Even not when they are playing -- so we bring them into the lab and have them do some other
unrelated tasks on the side that are not even the game -- and we can use their alpha waves
from that side task, before they have even played the game at all, to predict how fast
they will learn this game.
The first EEG finding in the 1930s that Hans Berger put EEG on his son and found that,
when his son closed his eyes or stopped paying attention, that this alph activity would go
up; there would be more peaks, ten times every second. And so that was thought of as kind
of just the idling process of the brain. But it has come to be found in many more brain
areas that this is a more controlled kind of inhibition. So it is not just an "off"

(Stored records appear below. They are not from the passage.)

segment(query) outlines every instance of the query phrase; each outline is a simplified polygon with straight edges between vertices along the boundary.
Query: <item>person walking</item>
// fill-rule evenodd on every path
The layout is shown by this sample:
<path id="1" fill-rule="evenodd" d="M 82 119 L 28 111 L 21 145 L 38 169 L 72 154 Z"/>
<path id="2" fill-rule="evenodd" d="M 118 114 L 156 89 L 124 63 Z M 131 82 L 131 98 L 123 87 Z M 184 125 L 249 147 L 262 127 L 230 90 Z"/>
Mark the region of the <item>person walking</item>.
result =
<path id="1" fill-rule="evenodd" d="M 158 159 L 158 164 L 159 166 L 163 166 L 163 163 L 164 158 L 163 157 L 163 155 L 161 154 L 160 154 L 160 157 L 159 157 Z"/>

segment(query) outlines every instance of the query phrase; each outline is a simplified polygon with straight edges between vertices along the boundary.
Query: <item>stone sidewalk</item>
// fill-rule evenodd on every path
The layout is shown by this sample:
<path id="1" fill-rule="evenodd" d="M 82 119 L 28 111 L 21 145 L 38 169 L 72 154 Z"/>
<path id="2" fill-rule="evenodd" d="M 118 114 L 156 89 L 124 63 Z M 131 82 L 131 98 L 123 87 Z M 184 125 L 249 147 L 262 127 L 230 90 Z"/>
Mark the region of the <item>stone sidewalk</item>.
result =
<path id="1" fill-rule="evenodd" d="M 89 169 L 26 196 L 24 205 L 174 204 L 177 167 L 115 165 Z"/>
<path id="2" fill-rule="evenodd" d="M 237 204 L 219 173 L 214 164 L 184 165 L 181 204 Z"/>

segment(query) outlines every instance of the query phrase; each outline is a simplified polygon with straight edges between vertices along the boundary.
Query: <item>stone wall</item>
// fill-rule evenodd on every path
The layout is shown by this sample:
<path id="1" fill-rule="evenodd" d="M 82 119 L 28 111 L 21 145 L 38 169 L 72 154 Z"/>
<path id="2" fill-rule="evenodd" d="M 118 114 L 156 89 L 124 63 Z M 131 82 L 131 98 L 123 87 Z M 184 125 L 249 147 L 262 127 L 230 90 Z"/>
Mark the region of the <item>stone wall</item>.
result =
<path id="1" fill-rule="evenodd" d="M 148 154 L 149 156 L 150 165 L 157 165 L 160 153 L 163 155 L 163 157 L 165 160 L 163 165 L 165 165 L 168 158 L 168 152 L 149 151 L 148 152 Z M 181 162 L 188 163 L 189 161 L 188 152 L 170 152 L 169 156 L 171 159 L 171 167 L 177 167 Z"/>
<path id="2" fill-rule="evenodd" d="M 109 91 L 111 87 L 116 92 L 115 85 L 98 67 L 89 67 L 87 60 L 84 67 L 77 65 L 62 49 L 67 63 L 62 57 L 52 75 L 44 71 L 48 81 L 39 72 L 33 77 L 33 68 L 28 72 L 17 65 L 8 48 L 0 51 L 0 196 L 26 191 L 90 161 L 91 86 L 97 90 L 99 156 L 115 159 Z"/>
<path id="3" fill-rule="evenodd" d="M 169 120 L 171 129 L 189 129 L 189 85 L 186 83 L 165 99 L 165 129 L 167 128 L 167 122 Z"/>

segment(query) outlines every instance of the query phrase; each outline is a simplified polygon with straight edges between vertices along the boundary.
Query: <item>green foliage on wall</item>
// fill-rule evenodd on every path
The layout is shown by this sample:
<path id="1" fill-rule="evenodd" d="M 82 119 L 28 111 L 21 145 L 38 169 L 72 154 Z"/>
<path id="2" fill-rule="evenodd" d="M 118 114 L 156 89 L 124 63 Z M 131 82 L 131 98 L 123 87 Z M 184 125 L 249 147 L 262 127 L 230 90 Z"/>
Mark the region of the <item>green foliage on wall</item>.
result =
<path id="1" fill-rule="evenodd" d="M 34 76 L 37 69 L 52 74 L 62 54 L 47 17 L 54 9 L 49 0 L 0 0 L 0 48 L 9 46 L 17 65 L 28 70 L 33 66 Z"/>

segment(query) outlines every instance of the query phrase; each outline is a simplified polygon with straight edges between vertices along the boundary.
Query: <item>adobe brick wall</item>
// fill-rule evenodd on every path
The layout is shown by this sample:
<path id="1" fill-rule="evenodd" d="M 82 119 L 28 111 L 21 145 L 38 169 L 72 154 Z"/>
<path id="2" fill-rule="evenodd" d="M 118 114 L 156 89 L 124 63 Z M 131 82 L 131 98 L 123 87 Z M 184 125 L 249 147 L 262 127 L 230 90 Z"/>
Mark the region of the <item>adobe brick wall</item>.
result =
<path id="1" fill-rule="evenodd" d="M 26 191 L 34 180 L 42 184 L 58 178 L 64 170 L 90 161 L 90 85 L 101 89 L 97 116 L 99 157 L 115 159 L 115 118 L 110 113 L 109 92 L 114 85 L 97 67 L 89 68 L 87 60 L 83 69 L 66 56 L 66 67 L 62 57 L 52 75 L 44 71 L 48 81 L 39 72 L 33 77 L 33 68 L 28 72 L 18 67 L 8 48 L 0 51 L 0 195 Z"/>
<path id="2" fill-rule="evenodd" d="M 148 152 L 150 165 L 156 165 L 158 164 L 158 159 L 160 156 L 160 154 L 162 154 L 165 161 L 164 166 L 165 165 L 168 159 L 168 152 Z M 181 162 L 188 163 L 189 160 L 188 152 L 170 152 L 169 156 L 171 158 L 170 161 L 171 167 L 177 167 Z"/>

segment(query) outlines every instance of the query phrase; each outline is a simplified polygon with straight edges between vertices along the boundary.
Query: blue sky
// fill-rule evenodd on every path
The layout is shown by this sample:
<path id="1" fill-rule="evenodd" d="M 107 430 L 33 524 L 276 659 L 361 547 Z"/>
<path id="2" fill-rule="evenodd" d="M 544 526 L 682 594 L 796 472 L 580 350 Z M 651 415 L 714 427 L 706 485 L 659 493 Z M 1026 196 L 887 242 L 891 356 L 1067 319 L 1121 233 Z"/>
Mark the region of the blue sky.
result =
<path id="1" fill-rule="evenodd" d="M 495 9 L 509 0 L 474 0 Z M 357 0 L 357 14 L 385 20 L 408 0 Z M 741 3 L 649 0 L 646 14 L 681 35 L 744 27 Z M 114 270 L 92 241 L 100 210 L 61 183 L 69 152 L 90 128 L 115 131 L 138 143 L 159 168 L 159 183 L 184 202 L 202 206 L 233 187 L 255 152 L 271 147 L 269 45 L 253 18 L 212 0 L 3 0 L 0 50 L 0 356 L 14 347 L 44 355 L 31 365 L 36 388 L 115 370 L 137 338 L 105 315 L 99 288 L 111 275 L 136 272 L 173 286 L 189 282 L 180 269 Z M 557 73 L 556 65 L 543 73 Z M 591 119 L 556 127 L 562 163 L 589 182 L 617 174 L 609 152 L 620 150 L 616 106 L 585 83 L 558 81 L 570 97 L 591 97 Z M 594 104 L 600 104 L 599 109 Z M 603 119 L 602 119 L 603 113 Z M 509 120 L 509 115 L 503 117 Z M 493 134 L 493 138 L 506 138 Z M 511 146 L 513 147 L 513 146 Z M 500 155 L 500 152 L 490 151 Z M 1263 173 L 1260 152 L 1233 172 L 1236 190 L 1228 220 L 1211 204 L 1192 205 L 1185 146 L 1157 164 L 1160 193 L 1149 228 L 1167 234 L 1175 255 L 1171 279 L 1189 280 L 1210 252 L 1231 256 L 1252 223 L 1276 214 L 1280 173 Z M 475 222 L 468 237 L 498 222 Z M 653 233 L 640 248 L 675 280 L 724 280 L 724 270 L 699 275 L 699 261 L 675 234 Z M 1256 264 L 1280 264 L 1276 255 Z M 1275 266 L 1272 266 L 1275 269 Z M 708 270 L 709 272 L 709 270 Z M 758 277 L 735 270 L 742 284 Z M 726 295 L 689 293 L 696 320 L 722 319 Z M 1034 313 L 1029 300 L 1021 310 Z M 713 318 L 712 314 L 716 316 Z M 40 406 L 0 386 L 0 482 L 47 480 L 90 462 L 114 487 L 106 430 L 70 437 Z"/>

that happens whenever you are not doing anything. But you can selectively chose which parts
of your brain to inhibit with these alpha oscillations.
We did not try to predict who would be the best when they were done playing.
We were not able to predict that as well. What we are able to predict is kind of the slope that
people learn. So we do not know where people are going to end up after a certain amount
of time. We just know the tragectory they are going to take to get there -- which is
perhaps more interesting. Because the endpoint is probably just a function of different people's
learning slopes. But the real difference is, can you learn it in a second or does it take
you a little longer? That is what educators and trainers and the military would want to
know more about -- which are the people can get it in a second and which are the people
that you need to draw out the training a little bit more.
Another interesting thing is that it has become clear that you can give people feedback in
real-time about their alpha; which is something we have not done here but something we want
to try. So you can measure their alpha and then tell them how much they have and say,
"Okay, increase it." And they do not necessarily know how to increase it. But they will try
something. And if it works, you will give them feedback and slowly you can get them
to boost up or dampen their alpha. And we might try to do this when people first start
playing a game and see if we can manipulate their future learning. Which would be really
cool is you can really change people's proficiency to play a game just by boosting how they go
into it that first time. That would be really amazing.